As I wrote in Part I of this post, many of the most creative and disruptive startup businesses in recent years have involved the use of intellectual property in innovative, non-traditional ways that defy easy categorization and stretch the boundaries of concepts such as the fair use doctrine in copyright. When presented with a product or service in development, we often have to admit that there is no clear precedent and look for the best analogous situation to assess legal risk. Is Instapaper like collecting press clippings? (If so, do you have to buy a copy of each paper first?) Is pinning a photo or article on Pinterest more akin to showing someone an article in a magazine you’ve bought or actually making and handing them a copy? Does using a friend’s name or photo in a Facebook “Sponsored Story” (e.g., “David S. Rose likes Gust. Click thumbs up to Like it too”) more closely resemble a personal recommendation by that friend to buy the product, or plastering the friend’s photo on the product packaging in stores?
Copyright is not the only type of IP right implicated — and others such as rights of privacy and publicity become increasingly relevant in the age of social media — but it provides many of the most accessible examples. Let’s use Pinterest as a case study. For those who may not have tried the service, Pinterest is an online “pinboard” of sorts, enabling users to create “boards” on various areas of interest (see mine, Term Sheet, as an example). There is nothing new per se about a user-generated content site on which users select and post items of interest from around the Internet; “social bookmarking” and recommendation tools have been around for years, and of course sites such as Facebook and MySpace allow users to post images and links by the millions.

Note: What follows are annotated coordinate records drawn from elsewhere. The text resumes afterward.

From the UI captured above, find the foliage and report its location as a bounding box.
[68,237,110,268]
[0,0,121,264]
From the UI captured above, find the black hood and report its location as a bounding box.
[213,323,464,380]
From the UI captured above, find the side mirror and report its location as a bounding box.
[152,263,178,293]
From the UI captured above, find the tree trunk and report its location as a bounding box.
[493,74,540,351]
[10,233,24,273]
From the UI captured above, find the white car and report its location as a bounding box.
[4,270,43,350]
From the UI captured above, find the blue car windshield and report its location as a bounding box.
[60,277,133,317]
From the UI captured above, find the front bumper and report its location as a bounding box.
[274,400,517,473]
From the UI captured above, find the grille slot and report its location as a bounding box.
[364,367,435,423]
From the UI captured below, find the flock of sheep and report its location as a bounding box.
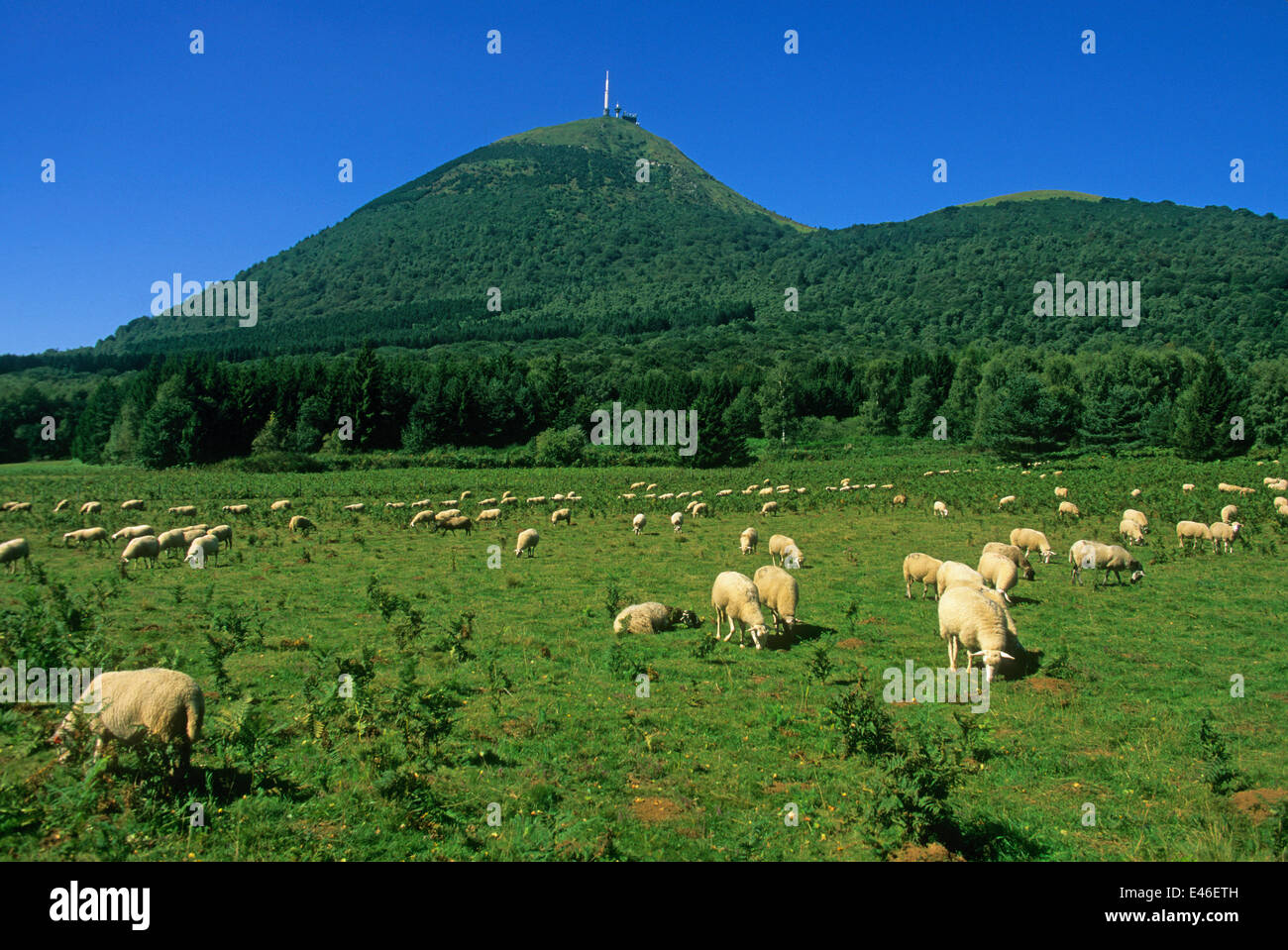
[0,463,1288,766]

What gives? To gauge the legal risk incurred by the company, we have to start by reviewing the basics of copyright law as it applies to photo licensing. Without turning this into a long, boring law school exam question, here are the key questions followed by answers:
- Does posting a photo on Pinterest involve making a “copy?”

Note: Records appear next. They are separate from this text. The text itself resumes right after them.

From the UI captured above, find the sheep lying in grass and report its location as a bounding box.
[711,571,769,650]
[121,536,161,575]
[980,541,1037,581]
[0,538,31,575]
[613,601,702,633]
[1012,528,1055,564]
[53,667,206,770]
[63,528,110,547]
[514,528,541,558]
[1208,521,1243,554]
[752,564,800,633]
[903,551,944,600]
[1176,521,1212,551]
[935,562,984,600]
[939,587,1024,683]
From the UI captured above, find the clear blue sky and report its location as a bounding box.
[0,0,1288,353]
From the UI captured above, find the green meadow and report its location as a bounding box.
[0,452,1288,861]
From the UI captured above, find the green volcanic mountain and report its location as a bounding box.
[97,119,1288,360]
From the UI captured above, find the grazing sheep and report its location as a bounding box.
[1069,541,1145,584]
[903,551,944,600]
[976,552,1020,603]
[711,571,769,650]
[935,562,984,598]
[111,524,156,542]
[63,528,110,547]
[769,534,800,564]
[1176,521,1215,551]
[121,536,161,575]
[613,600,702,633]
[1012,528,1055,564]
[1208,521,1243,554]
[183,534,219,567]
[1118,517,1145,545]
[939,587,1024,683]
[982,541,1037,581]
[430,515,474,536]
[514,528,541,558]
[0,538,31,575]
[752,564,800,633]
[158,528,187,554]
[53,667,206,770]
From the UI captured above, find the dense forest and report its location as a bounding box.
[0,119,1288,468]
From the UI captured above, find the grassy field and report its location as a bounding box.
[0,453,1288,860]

- If yes, is the photo I’m planning to post copyrighted?
- If yes, do I own the copyright or have permission (a license) from the copyright holder?
- If not, can I still do it anyway?
- If so, what, if anything, can the copyright owner do about it?
- Finally, from the site operator’s perspective, is Pinterest liable for any infringing photos that I (or its millions of other users) might post on the service?
We can dispense with most of these quickly. Yes, posting a photo online is making a copy. In general, yes, it’s safe to assume any photo is copyrighted unless it’s either so old as to have fallen out of copyright or has been explicitly placed in the public domain. No, in most cases, unless it’s a photo I took myself, I don’t have ownership or a license to post it. This gets us to the interesting part: Can I still do it (lawfully) anyway? Without going way down the rathole of the fair use doctrine in copyright, the answer is a resounding “maybe.”
To the entrepreneur building a startup, the last two points are the ones that really matter. Granted no business owner wants to see his or her customers sued, but the liability issues that can kill a startup of this nature or render it unfundable are ones of secondary liability: In legal parlance, is Pinterest liable for contributory or vicarious infringement because of what its users are doing?
At this point, for anyone left wondering whether or when to consult a good lawyer, the answer should be self-evident. If the difference between creating an enterprise worth ten figures (let’s call it “Instagram“) and getting sued into bankruptcy (let’s call that one “Napster“) rests on points of IP law such as fair use and secondary liability, there’s no such thing as getting too much, or too early, advice from the right professionals. In getting up to speed, there’s also no substitute for reading the work of commentators whose grasp of the subject matter is detailed enough to make a thorough, reasoned analysis (notably Techdirt’s Mike Masnick — himself a lawyer — in this example).
In closing, it’s worth noting that even the most seasoned attorneys and law professors will disagree on some of these subjects. As with other potentially complex, risky undertakings like surgery, it never hurts to get a second opinion — although chances are, with lawyers as with doctors, you’ll always manage to fine one who is risk-averse enough to tell you not to do it.